1) In the book, Ozymandias was so driven by his Utopian vision, and his megalomaniac vision of himself as bringer of this utopia, that he slaughtered half of New York to make it a reality. In the movie, Ozymandias is so driven by megalomania, and the Utopian vision that justifies it, that he slaughters half of New York. It’s a subtle difference, but I much prefer the book on this count. It makes Ozymandias more human, and thus more frightening.
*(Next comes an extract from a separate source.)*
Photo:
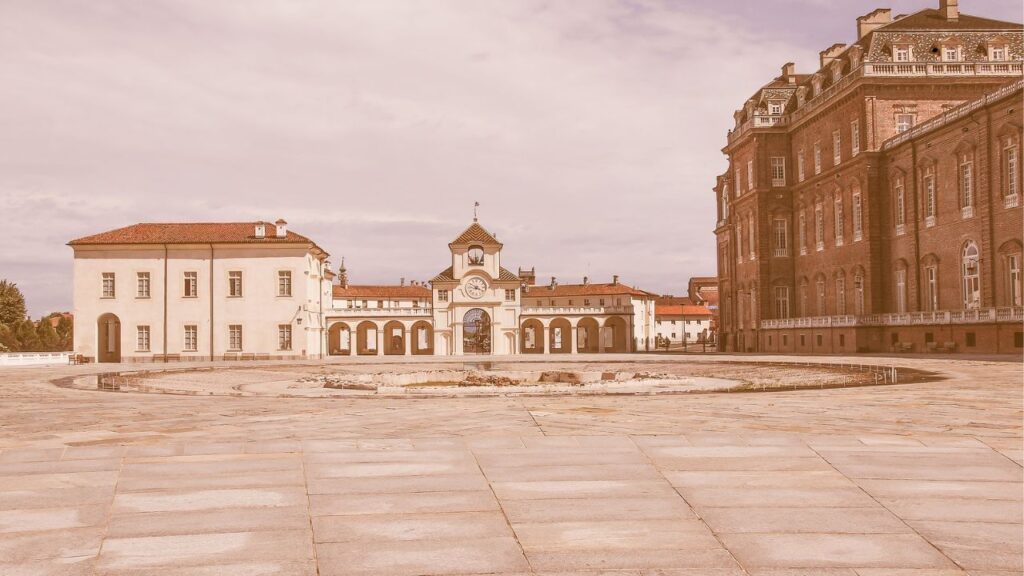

2) In the book, Dan “Nightowl” Dreiberg and Laurie “Silk Spectere” Juspeczyk, seem like lost souls who find meaning in the costumes they wear, and when they have sex in the Owlship, it’s one of the few points of human connection in the books dark vision. In the movie, Dan and Laurie seem like overgrown children who find escape from themselves in the costumes they wear, and when they have sex in the Owlship, it seems like a pathetic juvenile masturbation fantasy come to life. It’s one of the darkest moments in the film. I guess that the film in this respect is far more successful deconstruction of the Superhero myth, but a meaner work.
3) The people and their dramas around Madison Square Garden provide a nessesary counter wight to the rest of the story. If Watchmen is about the futility and danger inherent in our myth of the hero, it needs the power and nobility of everyday life, the quiet nobility of the psychiatrist, the cab driver strugling with herself, the power of these stories in the face of their extermination, to avoid decending into bitterness and cynicism. The movie, which is without them, is much much weaker for it.